L'attentat contre Charlie Hebdo à Paris a relégué dans l'ombre la semaine dernière une nouvelle attaque sanguinaire de Boko Haram dans le nord-est du Nigeria.

Alors que les médias occidentaux assuraient une couverture en profondeur des événements tragiques survenus en France, la nouvelle de la mort d'environ 2000 civils dans le village de Baga était pratiquement passée sous silence.

Une analyse effectuée par Ethan Zuckermann, qui enseigne au Massachusetts Institute of Technology (MIT), révèle que les 25 principaux médias américains ont évoqué dans une vingtaine de phrases seulement le nom du village au lendemain du début de l'assaut des fondamentalistes nigérians.

Ces mêmes médias ont diffusé 1100 phrases comportant le mot-clé «Charlie Hebdo» au lendemain de l'attaque dans la capitale française.

Cette disparité de traitement a irrité nombre d'internautes, qui ont multiplié les messages sur Twitter en utilisant des mots-clés comme #JesuisBaga et #JesuisNigeria en écho au #Jesuischarlie.

Une caricature montrant les morts de Baga qui regardent la ville de Paris du ciel en se demandant s'ils auront eux aussi droit à un peu d'attention a aussi circulé.

Les analystes consultés par La Presse relèvent que l'écart de couverture est imputable à plusieurs facteurs.

Frank Chalk, historien rattaché à l'Université Concordia qui suit de près l'évolution de la situation au Nigeria, explique que la difficulté pour les médias d'obtenir des nouvelles de la zone touchée par l'attentat a certainement contribué à la situation.
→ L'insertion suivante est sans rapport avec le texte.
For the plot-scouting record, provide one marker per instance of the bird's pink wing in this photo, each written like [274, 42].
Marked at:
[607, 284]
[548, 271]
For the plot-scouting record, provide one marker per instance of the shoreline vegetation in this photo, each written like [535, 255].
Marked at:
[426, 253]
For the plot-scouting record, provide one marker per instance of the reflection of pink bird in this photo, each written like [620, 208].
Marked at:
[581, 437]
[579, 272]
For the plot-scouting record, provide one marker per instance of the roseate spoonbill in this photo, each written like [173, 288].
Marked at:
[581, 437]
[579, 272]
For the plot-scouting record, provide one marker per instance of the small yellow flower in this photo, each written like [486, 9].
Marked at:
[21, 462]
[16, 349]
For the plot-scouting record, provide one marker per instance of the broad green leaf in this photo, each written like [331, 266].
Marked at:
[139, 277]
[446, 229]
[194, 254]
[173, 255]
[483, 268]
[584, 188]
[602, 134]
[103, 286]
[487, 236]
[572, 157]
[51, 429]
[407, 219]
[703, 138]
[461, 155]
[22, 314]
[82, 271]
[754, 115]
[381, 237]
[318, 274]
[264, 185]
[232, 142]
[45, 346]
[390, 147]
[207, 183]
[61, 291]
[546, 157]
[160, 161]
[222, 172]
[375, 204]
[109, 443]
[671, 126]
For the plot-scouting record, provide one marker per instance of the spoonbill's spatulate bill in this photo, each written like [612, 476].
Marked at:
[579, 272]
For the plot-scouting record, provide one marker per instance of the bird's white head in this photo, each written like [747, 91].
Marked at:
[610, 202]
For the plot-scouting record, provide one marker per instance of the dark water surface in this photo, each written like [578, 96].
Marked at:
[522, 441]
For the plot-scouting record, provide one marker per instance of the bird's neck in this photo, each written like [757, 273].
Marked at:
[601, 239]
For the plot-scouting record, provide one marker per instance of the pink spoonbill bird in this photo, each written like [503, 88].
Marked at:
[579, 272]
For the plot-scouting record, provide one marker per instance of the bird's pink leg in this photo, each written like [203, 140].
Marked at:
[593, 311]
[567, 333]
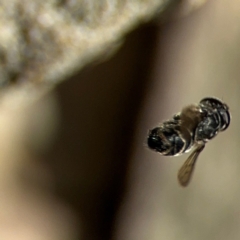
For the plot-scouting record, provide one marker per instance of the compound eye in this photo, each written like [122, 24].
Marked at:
[211, 102]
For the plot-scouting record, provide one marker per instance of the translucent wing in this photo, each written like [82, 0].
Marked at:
[185, 172]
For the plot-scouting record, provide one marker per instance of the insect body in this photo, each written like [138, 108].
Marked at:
[192, 127]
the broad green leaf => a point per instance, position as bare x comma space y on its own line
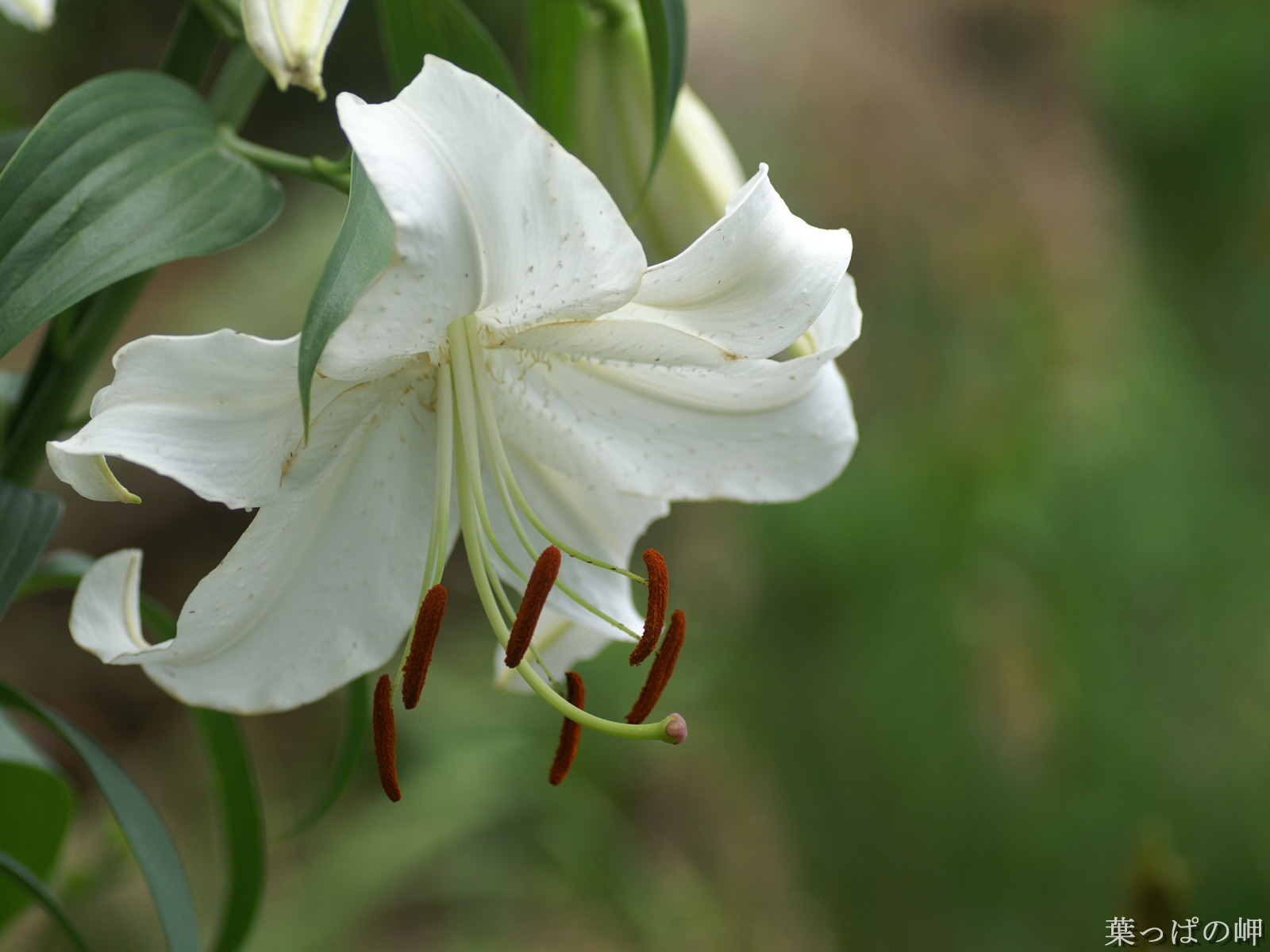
446, 29
10, 143
141, 824
348, 755
243, 824
25, 879
27, 520
554, 31
364, 248
122, 175
37, 806
667, 29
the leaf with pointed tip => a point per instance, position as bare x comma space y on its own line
124, 173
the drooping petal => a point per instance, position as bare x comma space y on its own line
323, 585
290, 37
32, 14
753, 283
752, 431
219, 413
560, 644
493, 217
590, 518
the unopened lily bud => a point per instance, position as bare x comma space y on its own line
32, 14
698, 171
290, 37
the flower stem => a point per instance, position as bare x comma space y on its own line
314, 168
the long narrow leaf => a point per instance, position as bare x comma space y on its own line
244, 824
27, 522
38, 892
141, 824
348, 755
666, 25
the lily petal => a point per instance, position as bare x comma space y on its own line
217, 413
592, 520
493, 217
752, 431
32, 14
321, 587
753, 283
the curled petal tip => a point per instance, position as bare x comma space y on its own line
676, 729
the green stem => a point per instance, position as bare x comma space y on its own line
190, 48
314, 168
238, 86
50, 395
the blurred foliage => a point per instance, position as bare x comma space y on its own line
1006, 679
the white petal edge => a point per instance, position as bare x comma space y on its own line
753, 283
219, 413
493, 217
752, 431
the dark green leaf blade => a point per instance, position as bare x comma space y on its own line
143, 827
554, 31
666, 25
124, 173
243, 824
353, 743
38, 892
446, 29
27, 522
38, 805
364, 248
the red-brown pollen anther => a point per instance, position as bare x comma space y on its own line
664, 666
537, 592
658, 593
571, 731
425, 628
384, 727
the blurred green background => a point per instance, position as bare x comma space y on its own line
1006, 679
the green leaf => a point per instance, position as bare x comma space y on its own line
27, 520
666, 25
29, 882
124, 173
348, 755
141, 824
554, 31
244, 824
37, 812
446, 29
364, 248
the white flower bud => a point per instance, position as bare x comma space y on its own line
291, 37
32, 14
698, 171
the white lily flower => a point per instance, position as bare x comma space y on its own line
290, 37
518, 374
32, 14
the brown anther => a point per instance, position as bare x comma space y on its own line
425, 639
571, 731
662, 670
537, 592
658, 593
384, 725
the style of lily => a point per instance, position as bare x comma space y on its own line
518, 374
32, 14
290, 37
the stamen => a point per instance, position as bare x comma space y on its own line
537, 592
658, 593
384, 727
571, 731
425, 628
664, 666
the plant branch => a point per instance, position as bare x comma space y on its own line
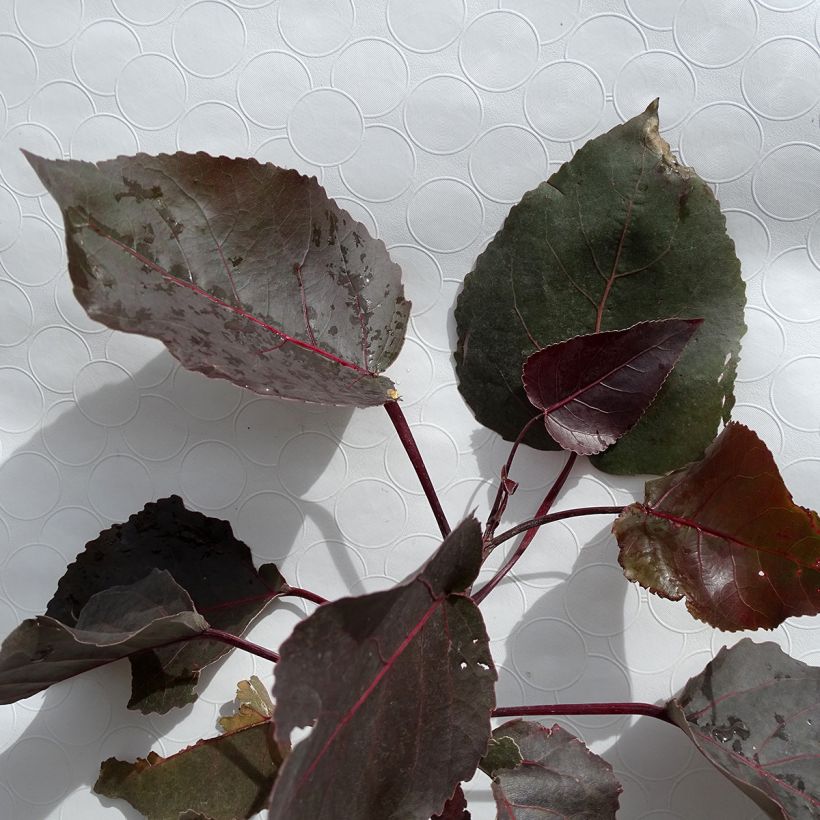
503, 494
548, 501
540, 520
406, 437
647, 709
298, 592
238, 643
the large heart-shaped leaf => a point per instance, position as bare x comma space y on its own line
401, 678
246, 271
539, 772
204, 557
620, 234
594, 388
754, 712
725, 533
221, 778
113, 624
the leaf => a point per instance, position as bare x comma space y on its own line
754, 713
455, 808
246, 271
402, 678
594, 388
112, 624
255, 706
539, 772
620, 234
221, 778
725, 533
204, 558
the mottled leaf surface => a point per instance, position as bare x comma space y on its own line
620, 234
455, 808
539, 772
204, 557
754, 712
725, 534
246, 271
402, 678
594, 388
222, 778
111, 625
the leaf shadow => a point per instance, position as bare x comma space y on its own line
139, 471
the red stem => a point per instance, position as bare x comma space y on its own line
502, 495
648, 709
298, 592
237, 642
406, 437
548, 519
531, 532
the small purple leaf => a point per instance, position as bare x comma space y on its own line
594, 388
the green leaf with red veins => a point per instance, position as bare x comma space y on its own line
246, 271
401, 678
725, 534
539, 772
594, 388
754, 713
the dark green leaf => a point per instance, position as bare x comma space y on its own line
222, 778
204, 557
247, 272
402, 678
539, 772
619, 235
594, 388
112, 624
754, 713
725, 533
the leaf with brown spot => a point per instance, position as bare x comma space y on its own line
246, 271
725, 534
754, 713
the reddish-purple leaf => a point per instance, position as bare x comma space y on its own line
594, 388
725, 533
246, 271
204, 558
539, 772
455, 808
754, 712
398, 688
114, 623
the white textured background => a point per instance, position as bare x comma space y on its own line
426, 119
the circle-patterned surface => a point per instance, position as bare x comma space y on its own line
427, 121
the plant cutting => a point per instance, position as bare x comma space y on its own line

Boko Haram est omniprésent et constitue une menace sécuritaire «évidente» pour d'éventuels journalistes occidentaux, qui ne peuvent s'y rendre qu'avec un imposant dispositif de protection au coût prohibitif. Les journalistes locaux courent aussi des risques importants, dit-il.

Racisme?

Dominique Payette, qui enseigne le journalisme à l'Université Laval, note que les médias, de manière générale, n'accordent pas la même importance aux victimes d'actes violents qui vivent au loin.

L'Afrique, généralement sous-couverte, fait particulièrement les frais de cette règle non écrite, déplore la spécialiste.

Ethan Zuckermann juge qu'une certaine forme de «racisme» est en jeu dans cette disparité de traitement bien qu'il ne s'agisse pas, selon lui, du facteur déterminant à considérer.

Le manque de proximité culturelle avec les victimes de l'attentat de Boko Haram, par opposition aux artisans de Charlie Hebdo, joue selon lui dans l'attitude des médias occidentaux.

La difficulté d'identifier les personnes concernées par le drame est un autre facteur important, juge-t-il. Les journalistes tendent à chercher des «héros» et des «vilains» pour relayer la nouvelle, note l'analyste, alors que l'on ne sait presque rien des victimes des attaques de Boko Haram ou des agresseurs eux-mêmes.

La récente campagne internationale pour la libération de centaines d'écolières enlevées à Chibok par le groupe extrémiste s'explique notamment par le fait qu'il était possible alors d'associer des visages au drame, relève M. Zuckermann.

La couverture des attaques de Boko Haram par les médias occidentaux est d'autant plus cruciale, dit-il, qu'elle peut permettre de contredire l'hypothèse d'un «choc de civilisations» véhiculé par certains analystes en lien avec les attentats de Paris.

Les victimes du groupe nigérian sont essentiellement des musulmans, ce qui met en relief que le véritable problème n'est pas l'islam mais bien l'extrémisme, conclut M. Zuckermann.